Back when I was in college, English was the after math.
In this particular case, I'm speaking of the aftermath of my surgery which occurred last Friday.
First, let me get started by telling you I don't like anesthesia. I was nervous when I arrived at the surgery center. The anesthesiologist called me the night before and asked me if I had any questions. She sounded friendly so I quizzed her about my insulin pump and blood sugar and letting her know I was a control freak and didn't like the idea of being at someone else's mercy for two and a half hours.
When she arrived in my room before the surgery, my first thought was, "Wow! She's kind of cute. I guess she's literally a knock out." When I get nervous I'm not very much pun to be around. No one was safe. Even the nurse asked if it would be okay if someone called me Monday. I told her I preferred they call me Gar.
As they started wheeling me towards the operating room, the cute little anesthesiologist was behind my bed pushing it and she put something in my IV. She said it would make me feel drunk. I told her only I should be allowed to put something in my IV, but she wasn't listening. I told her I wasn't feeling very drunk and she said, "That's probably because you have a tolerance from drinking beer." I don't remember anything after that.
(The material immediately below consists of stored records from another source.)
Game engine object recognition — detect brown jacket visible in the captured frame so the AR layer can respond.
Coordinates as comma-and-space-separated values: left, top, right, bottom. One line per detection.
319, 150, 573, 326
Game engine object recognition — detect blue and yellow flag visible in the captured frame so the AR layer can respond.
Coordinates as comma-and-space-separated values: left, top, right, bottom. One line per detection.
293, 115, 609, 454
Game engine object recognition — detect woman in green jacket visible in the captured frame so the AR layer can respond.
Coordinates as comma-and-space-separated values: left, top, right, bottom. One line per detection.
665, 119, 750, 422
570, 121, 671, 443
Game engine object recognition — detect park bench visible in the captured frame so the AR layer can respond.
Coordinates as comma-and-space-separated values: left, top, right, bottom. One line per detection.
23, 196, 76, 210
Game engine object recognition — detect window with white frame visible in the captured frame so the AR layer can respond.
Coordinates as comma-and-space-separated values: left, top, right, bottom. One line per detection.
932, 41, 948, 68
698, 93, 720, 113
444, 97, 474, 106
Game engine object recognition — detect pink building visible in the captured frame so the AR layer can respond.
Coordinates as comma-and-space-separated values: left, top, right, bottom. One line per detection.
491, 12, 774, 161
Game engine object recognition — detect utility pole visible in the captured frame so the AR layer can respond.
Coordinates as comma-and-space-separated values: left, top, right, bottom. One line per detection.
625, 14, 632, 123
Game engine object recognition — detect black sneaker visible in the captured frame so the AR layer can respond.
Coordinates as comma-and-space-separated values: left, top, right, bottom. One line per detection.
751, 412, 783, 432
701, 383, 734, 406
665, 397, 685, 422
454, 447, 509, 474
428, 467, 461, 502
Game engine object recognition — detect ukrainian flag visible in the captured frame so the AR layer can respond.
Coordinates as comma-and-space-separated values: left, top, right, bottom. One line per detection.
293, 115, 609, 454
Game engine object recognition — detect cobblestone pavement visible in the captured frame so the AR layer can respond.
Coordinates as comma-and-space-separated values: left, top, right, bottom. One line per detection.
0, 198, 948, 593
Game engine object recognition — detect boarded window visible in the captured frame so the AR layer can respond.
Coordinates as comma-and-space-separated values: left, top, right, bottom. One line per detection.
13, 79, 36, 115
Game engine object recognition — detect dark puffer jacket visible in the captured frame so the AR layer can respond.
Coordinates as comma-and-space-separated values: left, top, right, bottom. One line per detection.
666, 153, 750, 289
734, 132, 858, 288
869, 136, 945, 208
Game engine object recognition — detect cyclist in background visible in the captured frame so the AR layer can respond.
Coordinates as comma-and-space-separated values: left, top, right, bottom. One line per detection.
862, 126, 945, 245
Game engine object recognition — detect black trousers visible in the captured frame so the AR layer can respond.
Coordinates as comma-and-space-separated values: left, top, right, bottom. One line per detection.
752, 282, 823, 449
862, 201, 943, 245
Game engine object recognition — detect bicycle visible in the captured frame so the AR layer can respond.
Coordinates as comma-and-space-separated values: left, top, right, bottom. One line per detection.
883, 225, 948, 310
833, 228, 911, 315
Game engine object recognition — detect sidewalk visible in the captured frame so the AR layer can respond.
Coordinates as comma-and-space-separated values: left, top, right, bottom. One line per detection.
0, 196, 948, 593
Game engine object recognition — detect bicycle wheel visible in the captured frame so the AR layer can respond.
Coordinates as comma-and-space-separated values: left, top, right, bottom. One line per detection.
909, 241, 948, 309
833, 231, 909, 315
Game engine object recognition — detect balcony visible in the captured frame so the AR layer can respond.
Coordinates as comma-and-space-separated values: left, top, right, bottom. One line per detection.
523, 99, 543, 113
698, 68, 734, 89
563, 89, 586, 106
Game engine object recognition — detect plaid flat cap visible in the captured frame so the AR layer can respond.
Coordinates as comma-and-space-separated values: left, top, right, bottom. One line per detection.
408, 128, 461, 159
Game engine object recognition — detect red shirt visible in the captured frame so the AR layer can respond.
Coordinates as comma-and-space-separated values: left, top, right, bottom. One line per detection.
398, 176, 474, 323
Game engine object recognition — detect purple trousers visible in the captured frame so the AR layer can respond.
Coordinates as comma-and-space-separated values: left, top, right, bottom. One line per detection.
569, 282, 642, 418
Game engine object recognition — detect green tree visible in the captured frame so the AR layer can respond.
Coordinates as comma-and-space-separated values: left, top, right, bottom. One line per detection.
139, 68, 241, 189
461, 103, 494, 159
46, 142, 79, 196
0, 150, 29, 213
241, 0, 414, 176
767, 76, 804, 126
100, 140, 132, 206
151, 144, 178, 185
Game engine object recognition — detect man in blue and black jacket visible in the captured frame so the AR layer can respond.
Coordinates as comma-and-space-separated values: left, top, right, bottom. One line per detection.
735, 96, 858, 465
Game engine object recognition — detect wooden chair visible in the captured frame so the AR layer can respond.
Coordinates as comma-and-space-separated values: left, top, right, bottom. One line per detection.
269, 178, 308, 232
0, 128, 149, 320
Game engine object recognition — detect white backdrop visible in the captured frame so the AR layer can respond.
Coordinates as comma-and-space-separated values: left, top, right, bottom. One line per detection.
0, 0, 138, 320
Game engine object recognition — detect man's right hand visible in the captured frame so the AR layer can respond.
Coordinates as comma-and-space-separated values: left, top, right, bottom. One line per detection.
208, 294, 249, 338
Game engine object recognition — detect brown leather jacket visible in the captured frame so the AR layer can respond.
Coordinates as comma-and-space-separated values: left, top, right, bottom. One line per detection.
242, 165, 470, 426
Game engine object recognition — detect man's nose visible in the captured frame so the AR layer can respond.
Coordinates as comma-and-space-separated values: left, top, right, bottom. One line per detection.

The first thing I do remember, about two and a half hours later, was someone asking me if I could tell them my name and birthday. I told him. I felt completely aware like I'd never been out. I've been told that's rather unusual as most people are groggy for sometimes several hours after anesthesia. The only side effect I had was a trickle of a pee stream for two days (which was very irritating). I was so happy when that went away I would have jumped for joy. Except I was on crutches. Well, that, and the mess. You should really refrain from jumping and peeing.
I also noticed I had a fresh bandage on my finger. Nurses do not (for some inexplicable reason) know how to test blood sugar. It's like they try to take the end of your finger off. I remember when I was younger and the nurses would come in trying to test my blood sugar using a finger prick, I'd always politely ask that they just take a vial of blood from my arm as it was less painful. You'd think after 20 some odd years they'd have figured it out. Apparently not.
The guy who was quizzing me said he needed to test my blood sugar again. I winced. He did it without mess or bandage required. I told him my story about how no one seems to know how to test blood sugar correctly and showed him my two bandages. He told me he was diabetic (I hate when people call me diabetic, so don't do it) too so that explained that. Maybe all nurses should be required to test their own blood sugar 5 times a day for a month so they can become adept in the art of the non-painful finger pricks. I've suddenly grown fond of the term "finger pricks". Don't ask me why.
Today, my bruising has turned a happy shade of yellow. I would take a picture and post it, but it's a bit close to my junk. If you've been following along, you know this all started out as a possible groin injury. I guess the location of the coloration gives me some amount of confidence that he repaired the correct area.